Because the danger isn’t that social media is a factor. The danger is that it becomes the first factor. Or the loudest one. Or the lazy tie-breaker when nobody wants to make a hard artistic call.
And then suddenly the job isn’t just “be an excellent performer.” It’s “be an excellent performer and be your own brand manager and post consistently and be charming online and never have a bad day and don’t you dare be awkward on camera.”
Meanwhile, some of the best actors I’ve ever watched would rather eat a jean jacket than film a “Get Ready With Me: Two Show Day” video. Not because they’re above it. Because they’re busy doing the thing. Working. Studying. Building characters. Getting better. Being… theatre people. Quietly exceptional.

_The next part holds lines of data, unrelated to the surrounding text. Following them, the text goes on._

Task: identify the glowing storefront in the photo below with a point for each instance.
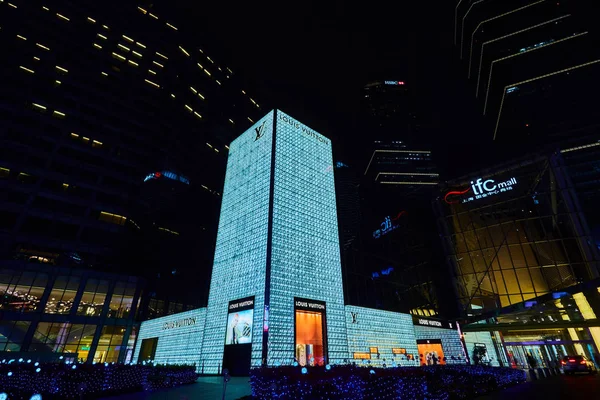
(525, 263)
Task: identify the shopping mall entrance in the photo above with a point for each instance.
(546, 348)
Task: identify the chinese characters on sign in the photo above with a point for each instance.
(481, 189)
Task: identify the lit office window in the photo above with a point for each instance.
(63, 295)
(93, 298)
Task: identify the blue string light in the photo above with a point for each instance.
(25, 381)
(349, 381)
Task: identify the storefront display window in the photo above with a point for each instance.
(12, 334)
(310, 329)
(121, 300)
(110, 344)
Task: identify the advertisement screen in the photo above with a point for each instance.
(431, 352)
(239, 321)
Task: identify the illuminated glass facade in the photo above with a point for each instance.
(79, 314)
(522, 249)
(379, 337)
(178, 339)
(277, 240)
(514, 234)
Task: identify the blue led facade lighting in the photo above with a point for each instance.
(278, 243)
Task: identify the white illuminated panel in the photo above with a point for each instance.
(179, 337)
(450, 342)
(305, 243)
(471, 338)
(384, 330)
(241, 249)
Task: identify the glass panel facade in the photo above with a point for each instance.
(93, 298)
(62, 295)
(241, 250)
(121, 300)
(514, 235)
(12, 334)
(21, 290)
(110, 343)
(305, 243)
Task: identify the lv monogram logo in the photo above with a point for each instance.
(259, 131)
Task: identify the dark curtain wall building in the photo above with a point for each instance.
(390, 263)
(113, 142)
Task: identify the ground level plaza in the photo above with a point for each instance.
(375, 337)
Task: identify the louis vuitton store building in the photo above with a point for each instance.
(276, 295)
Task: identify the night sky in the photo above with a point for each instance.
(311, 60)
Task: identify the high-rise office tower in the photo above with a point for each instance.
(390, 268)
(114, 126)
(276, 288)
(532, 67)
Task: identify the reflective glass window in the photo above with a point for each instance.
(62, 295)
(12, 334)
(121, 300)
(109, 345)
(93, 298)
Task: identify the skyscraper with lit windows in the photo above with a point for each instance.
(113, 136)
(276, 288)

And I hate the idea that those actors start losing out because they didn’t also become a content machine.
So should social media matter?
I mean… it already does. That ship has sailed. It has sailed, done a brand deal, and posted a cute little “POV: you’re on the boat with me” montage.
And fine. If two performers are genuinely equal and one of them can also bring visibility to a production? I get why that tips the scale. Theatre has always been a mix of art and commerce. This isn’t new. The delivery system is new. The desperation is not.
But I need us to be honest about the line.
If we’re letting follower counts become the deciding factor before we’ve seriously weighed the work, we are not casting. We’re buying ad space. And you can call it “modern marketing” if you want, but at some point we are going to look around and realize we’ve built an industry where the loudest people get hired and the best people are told to go learn how to be louder.
And that’s how you lose the magic. Not in one dramatic headline moment. In a slow drip of “well, it’s just how it works now” decisions.
The goal is still the story. The work. The thing that happens in a room when a performer makes an audience go quiet without asking permission.
If someone can do that and also bring an audience with them? Amazing. Congrats. No notes. That’s the dream scenario.
Just… please. For the love of Sondheim’s ghost. Don’t let the icing become the cake.